Many studies have been carried out on the possible toxicity of implanted silicone, but there are few positive reports about the toxicity of silicon or its compounds. At Leicester we have demonstrated that cells seeded into a plate containing silicon substrates grow to form a complete continuous sheet -confluence - on the plastic surrounding the silicon material in the predicted time. We have also shown that it is possible to culture cells on a PS substrate and that these cells are viable in terms of structure and metabolism. The PS wafers were not fatally toxic to the cells over a period of 10 days and presented an acceptable surface for growth. The effect of any substances released from the PS substrates was minimal. However, these results must be quantified, and further studies are in progress to confirm the non-toxicity of PS.
If PS proves to be non-toxic then nanoporous silicon will offer a distinct advantage over other semiconductors such as gallium arsenide and indium arsenide. Arsenic and indium induce apoptosis (programmed cell death) in rat cells in vitro. In addition, cells are sensitive to topological, chemical and electrical properties of substrates on which they are grown. Cells cultivated on microstructures made by semiconductor technology grow normally on silicon surfaces covered with microelectrode arrays, as well as on microperforated silicon membranes with square pores made by anisotropic etching. The pores have edges 5, 10 or 20 µm long at the top and 1.2, 6.2 or 16.2µm at the bottom. The cells spread over the 5 and 10 µm pores, but mostly failed to cover the 20 µm ones. The size of the pores in PS therefore does not present a problem to cell growth.
The ability to culture mammalian cells directly onto PS, coupled with the material’s apparent lack of toxicity, offers exciting possibilities for the future of biologically interfaced sensing. This could involve the development of biologically interfaced neural networks, or electronic sensing with signals being directly sent from a living system to a PS device. Another benefit is that the optical and optoelectronic properties of PS could allow it to be linked to a data logger by optical fibres. This would remove the risk of electromagnetic forces influencing the responses of cells.

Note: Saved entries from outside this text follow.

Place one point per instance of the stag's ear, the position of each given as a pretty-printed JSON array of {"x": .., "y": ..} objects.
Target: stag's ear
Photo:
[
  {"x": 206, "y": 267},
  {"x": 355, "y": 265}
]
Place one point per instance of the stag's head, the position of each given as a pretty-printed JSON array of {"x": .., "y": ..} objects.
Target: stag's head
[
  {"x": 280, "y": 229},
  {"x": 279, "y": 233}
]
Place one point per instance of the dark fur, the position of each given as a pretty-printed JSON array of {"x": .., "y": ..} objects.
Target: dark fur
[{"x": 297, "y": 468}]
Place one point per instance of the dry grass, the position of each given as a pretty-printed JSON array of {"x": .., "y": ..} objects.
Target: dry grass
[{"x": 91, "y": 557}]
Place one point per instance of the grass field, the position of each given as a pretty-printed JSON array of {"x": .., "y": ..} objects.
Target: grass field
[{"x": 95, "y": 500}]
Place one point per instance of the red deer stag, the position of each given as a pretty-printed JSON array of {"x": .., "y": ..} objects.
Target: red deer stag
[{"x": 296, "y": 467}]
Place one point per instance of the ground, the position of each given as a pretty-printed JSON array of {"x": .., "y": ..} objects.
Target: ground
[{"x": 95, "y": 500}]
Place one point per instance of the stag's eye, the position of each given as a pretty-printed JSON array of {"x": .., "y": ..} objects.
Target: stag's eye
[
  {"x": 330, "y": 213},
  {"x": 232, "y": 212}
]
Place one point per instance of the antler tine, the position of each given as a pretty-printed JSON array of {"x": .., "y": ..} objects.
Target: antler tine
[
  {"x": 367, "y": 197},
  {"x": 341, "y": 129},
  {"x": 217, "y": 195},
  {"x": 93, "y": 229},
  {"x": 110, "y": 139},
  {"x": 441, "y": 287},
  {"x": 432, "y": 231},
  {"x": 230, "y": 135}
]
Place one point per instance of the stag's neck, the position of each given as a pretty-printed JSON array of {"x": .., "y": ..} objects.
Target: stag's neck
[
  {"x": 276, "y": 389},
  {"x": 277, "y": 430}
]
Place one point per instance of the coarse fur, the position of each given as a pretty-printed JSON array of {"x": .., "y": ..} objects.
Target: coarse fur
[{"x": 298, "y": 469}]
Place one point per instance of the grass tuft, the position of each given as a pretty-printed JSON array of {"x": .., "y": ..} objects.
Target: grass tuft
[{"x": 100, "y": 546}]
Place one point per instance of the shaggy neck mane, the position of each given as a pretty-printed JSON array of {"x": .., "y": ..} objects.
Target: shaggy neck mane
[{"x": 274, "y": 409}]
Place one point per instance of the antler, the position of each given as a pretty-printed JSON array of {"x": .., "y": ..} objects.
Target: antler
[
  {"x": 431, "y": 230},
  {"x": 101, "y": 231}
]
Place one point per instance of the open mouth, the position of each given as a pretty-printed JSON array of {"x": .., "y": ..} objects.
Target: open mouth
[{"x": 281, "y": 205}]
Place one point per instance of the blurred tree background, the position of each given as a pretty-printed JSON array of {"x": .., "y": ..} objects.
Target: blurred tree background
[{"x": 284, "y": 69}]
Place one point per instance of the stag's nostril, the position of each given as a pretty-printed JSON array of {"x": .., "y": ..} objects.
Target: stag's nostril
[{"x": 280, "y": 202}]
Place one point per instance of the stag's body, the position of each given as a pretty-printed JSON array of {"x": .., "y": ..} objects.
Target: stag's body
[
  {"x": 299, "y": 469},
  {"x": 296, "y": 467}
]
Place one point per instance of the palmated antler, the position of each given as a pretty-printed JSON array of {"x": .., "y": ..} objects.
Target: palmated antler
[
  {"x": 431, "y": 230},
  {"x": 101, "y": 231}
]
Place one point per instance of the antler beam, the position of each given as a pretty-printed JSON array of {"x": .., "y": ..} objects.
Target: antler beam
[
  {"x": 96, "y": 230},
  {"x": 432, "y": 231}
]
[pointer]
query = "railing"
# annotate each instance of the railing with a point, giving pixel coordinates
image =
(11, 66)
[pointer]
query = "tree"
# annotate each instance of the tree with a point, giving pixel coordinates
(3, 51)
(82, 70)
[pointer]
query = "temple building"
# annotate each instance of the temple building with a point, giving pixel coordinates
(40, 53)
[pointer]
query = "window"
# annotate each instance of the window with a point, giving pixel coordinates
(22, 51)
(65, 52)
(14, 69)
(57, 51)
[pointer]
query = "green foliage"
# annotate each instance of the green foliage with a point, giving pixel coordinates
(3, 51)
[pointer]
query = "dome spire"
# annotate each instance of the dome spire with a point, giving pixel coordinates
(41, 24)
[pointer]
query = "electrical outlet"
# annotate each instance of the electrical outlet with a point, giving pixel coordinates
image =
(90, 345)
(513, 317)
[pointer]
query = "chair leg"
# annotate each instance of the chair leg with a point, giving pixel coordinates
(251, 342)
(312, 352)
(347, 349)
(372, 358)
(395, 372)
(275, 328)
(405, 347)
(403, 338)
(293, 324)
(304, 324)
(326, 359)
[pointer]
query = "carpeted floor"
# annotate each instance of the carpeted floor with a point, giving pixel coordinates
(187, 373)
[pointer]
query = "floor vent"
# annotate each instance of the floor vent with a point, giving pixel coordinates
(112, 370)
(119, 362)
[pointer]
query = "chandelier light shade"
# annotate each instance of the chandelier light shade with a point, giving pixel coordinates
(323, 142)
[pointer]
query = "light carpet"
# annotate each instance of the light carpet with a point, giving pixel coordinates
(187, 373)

In this way, porous silicon has the potential to produce devices for replacing damaged tissues in the ear, eye, skin or nasal cavity. Such devices could, for example, receive optical information and convert this to a biological signal that would be passed into neural tissue as a substitute ‘sight’ sensation. Alternatively, PS could be used to build environmental or pharmaceutical sensing systems. Optical signals to and from the material could be used to sense wavelength shifts, which would correspond to changes in attached cells caused by the presence of chemicals or drugs.